Tuesday, September 15, 2009
A Dancer Dies
Dance was a huge part of my life when I was younger. HUGE.
So although celebrity deaths can sometimes leave me numb, I'm really sad about the death of Patrick Swayze.
Of course everyone thinks of classics like Ghost and Dirty Dancing when they think of him. What was high school without Dirty Dancing? What girl hasn't rolled her eyes at herself in the spirit of "I carried a watermelon?"
But the movie that brings tears to my eyes, especially now, is the dance movie he did with his wife Lisa Niemi: One Last Dance.
For people who are not "dance people," this movie may not seem that interesting, and the situations and feelings presented may strike many as unfamiliar. It expresses a lot that I think perhaps only people who have had their lives tangled up in dance can really understand and which at times might strike some non-dancers as a little melodramatic. I think it's right on, though. The writing isn't perfect, but it's so true, to my mind; I could watch the film over and over.
Now I watch clips of it and tears come to my eyes. I think to myself, never again those muscles, that grace. Never again that leap, those strong arms supporting his partner on stage and in life, that smile. There are others with strength and grace, of course; other dancers who might leap higher, spin faster, be even better - there's always an athlete who can do more. But never again this beautiful athlete, this dancer. His body, his moves, his very dynamic physical presence, are gone; our time with him is over. I am sad for that. I sympathize with his wife as she expresses in this fictional scene (time index 5:37) emotions she must surely have known in real life: "You're beautiful. I love you." What wife in love with her husband doesn't feel that, and feel her pain?

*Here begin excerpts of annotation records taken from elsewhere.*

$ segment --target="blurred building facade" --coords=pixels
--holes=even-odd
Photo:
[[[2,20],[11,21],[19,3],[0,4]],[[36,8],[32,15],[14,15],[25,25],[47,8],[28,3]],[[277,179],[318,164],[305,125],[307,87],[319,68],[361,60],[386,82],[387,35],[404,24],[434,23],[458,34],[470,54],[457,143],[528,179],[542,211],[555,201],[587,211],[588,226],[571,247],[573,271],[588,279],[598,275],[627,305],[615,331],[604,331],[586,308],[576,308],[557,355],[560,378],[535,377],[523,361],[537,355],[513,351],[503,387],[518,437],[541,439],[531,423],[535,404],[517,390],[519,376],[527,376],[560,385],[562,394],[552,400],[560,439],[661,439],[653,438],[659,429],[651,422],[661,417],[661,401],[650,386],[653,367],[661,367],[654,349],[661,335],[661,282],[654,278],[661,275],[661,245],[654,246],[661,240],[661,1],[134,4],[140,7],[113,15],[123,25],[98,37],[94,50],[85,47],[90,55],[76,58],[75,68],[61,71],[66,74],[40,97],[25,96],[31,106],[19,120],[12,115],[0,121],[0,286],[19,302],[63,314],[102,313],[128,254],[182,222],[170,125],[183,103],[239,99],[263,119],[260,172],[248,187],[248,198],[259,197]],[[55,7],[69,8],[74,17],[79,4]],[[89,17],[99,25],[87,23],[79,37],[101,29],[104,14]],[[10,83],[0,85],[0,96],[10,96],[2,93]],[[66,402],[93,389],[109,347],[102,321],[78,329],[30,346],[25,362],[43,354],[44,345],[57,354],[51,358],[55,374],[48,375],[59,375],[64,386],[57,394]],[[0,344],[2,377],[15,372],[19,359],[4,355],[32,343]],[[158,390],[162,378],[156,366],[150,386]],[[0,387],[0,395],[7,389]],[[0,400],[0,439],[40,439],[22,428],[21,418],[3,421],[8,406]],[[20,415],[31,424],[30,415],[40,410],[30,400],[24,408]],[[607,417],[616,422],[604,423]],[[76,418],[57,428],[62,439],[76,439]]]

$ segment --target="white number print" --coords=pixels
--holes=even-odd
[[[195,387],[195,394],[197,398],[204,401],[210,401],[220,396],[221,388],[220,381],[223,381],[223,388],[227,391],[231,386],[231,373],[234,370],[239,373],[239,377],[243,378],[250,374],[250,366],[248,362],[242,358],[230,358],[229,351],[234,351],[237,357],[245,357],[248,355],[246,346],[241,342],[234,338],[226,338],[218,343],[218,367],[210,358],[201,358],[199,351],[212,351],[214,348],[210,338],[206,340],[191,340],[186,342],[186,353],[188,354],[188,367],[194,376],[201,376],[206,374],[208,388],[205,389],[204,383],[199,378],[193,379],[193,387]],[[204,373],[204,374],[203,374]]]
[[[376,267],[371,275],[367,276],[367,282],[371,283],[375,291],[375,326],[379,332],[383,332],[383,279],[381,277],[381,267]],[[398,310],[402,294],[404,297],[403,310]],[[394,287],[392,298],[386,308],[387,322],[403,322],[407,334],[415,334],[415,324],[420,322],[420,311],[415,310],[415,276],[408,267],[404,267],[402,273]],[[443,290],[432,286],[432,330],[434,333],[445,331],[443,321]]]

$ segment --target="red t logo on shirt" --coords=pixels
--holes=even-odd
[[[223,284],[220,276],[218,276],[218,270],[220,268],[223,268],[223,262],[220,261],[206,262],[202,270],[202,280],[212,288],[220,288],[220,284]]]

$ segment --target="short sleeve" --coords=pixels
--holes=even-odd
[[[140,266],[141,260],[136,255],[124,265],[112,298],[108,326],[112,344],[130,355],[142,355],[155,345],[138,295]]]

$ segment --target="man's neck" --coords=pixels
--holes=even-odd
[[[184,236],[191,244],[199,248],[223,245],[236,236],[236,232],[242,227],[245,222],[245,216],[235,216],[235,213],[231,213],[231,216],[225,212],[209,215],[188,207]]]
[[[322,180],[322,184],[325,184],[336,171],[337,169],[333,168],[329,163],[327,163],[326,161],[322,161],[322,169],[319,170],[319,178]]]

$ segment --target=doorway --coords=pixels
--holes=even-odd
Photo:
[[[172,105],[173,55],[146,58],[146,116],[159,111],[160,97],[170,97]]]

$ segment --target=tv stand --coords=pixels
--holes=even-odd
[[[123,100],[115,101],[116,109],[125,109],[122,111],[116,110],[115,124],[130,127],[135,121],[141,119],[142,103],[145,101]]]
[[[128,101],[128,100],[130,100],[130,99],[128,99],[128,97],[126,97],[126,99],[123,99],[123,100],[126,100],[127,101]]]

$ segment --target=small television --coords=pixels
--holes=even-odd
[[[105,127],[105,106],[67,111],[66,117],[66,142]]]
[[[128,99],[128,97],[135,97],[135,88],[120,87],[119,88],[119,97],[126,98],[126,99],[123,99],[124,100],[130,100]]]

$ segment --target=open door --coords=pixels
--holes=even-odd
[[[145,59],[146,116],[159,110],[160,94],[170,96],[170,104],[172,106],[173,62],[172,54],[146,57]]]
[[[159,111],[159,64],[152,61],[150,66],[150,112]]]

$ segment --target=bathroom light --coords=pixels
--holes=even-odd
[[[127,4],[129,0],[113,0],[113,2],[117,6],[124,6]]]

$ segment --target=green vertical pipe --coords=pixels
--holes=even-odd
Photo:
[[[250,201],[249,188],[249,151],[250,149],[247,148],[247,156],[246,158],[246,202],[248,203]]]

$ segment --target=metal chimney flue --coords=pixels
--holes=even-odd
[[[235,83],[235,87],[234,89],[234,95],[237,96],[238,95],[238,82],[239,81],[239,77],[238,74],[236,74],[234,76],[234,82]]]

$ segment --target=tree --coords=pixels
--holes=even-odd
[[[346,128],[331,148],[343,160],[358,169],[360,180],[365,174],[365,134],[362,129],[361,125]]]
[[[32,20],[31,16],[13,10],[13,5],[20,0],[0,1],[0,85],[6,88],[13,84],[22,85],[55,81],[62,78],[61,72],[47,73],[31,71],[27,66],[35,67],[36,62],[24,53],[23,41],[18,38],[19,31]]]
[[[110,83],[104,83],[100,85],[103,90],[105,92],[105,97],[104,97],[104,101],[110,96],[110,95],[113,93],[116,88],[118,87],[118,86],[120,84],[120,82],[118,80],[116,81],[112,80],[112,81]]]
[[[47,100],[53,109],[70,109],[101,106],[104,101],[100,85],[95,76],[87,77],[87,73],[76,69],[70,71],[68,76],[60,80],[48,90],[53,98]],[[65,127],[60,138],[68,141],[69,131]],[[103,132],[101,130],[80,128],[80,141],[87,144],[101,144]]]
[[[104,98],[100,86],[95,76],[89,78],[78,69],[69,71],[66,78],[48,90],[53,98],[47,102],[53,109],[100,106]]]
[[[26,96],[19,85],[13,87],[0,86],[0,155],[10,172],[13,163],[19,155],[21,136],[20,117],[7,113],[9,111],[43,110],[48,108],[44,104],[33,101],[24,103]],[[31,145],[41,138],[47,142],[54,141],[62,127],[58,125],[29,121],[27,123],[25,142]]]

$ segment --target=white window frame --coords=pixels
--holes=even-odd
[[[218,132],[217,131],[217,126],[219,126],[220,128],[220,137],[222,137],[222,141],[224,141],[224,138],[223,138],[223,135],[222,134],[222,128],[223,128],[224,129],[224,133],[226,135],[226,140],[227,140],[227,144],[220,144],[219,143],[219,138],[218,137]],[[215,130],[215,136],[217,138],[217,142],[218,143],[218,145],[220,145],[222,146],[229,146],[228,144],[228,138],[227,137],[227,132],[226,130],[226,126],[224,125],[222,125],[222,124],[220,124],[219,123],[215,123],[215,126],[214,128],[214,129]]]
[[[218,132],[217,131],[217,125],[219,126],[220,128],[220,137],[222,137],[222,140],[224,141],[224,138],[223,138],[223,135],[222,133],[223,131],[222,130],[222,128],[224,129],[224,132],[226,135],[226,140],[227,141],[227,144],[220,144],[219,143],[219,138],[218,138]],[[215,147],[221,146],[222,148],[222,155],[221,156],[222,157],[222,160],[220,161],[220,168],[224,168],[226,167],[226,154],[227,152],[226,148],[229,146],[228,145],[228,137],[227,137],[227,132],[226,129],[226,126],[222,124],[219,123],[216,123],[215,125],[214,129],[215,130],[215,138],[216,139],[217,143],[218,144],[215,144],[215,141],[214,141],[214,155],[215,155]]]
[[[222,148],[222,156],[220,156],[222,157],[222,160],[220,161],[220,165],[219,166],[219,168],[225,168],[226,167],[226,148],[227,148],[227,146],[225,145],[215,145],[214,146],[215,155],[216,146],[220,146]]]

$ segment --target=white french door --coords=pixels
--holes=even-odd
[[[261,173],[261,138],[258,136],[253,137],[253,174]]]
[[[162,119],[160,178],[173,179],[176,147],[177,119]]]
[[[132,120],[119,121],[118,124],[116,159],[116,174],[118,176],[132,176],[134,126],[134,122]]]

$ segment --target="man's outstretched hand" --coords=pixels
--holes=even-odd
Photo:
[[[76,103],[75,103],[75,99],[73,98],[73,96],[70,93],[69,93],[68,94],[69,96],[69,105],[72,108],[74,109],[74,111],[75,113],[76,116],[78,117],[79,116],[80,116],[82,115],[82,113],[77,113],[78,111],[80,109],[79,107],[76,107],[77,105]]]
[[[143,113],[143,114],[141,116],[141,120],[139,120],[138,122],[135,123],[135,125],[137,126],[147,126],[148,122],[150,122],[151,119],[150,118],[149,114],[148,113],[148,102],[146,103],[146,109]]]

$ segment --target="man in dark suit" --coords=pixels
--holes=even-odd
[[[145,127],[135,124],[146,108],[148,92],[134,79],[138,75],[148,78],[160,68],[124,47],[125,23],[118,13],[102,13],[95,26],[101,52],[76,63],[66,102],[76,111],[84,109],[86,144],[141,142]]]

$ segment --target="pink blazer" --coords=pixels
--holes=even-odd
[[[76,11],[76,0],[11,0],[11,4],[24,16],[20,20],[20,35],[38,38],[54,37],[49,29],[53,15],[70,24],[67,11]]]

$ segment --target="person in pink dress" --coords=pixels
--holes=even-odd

I am indulging, wallowing in sentiment here, I know. Maybe it's the dance thing, or the spouse thing, or both. But while the death of Michael Jackson left me marveling at his talent, career, and eccentricity, the death of Patrick Swayze has left me saddened in a way I can actually feel. Both had their troubles, both achieved much more with their talent than most of us do in a lifetime - as did many of the people who passed away this year: Cory Aquino, Ted Kennedy - and, in fact, both were amazing dancers; but Swayze was closer to home for me, and perhaps that's why his passing moves me more than I expected.
ZMD says it so beautifully in this tribute: "Farewell, Patrick Swayze. You were a part of my growing up, and your death only reinforces what we should hold dear in life: family, friends, integrity, character." Amen.